He thereupon: “Brother, thy high desire
In the remotest sphere shall be fulfilled,
Where are fulfilled all others and my own.
There perfect is, and ripened, and complete,
Every desire; within that one alone
Is every part where it has always been;
For it is not in space, nor turns on poles,
And unto it our stairway reaches up,
Whence thus from out thy sight it steals away.
Up to that height the Patriarch Jacob saw it
Extending its supernal part, what time
So thronged with angels it appeared to him.
But to ascend it now no one uplifts
His feet from off the earth, and now my Rule
Below remaineth for mere waste of paper.
The walls that used of old to be an Abbey
Are changed to dens of robbers, and the cowls
Are sacks filled full of miserable flour.

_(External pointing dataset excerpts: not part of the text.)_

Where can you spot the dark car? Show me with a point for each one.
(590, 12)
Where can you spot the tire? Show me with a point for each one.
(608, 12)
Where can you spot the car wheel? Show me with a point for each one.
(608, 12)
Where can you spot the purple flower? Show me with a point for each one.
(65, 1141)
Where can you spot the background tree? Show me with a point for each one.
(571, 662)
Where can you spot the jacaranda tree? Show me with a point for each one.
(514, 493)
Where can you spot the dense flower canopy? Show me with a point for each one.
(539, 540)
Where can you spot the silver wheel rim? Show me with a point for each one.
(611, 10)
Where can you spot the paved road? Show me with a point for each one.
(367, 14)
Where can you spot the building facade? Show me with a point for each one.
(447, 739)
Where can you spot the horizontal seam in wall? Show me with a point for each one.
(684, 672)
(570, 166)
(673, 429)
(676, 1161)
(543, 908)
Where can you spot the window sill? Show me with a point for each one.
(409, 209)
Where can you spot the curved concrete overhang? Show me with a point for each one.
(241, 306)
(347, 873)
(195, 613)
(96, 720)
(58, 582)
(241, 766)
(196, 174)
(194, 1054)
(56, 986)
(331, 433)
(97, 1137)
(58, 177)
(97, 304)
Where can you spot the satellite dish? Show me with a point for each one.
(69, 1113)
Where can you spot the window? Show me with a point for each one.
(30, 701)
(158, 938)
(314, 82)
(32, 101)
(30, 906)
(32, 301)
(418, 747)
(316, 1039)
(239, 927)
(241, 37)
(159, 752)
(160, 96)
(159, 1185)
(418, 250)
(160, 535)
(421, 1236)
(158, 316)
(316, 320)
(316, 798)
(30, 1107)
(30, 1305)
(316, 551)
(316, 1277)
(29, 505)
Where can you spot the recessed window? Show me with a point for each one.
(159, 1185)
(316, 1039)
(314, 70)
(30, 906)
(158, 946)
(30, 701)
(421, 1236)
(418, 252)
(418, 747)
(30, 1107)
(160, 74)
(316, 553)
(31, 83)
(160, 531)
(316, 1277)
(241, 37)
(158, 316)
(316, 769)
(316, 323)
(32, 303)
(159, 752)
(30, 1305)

But heavy usury is not taken up
So much against God’s pleasure as that fruit
Which maketh so insane the heart of monks;
For whatsoever hath the Church in keeping
Is for the folk that ask it in God’s name,
Not for one’s kindred or for something worse.
The flesh of mortals is so very soft,
That good beginnings down below suffice not
From springing of the oak to bearing acorns.
Peter began with neither gold nor silver,
And I with orison and abstinence,
And Francis with humility his convent.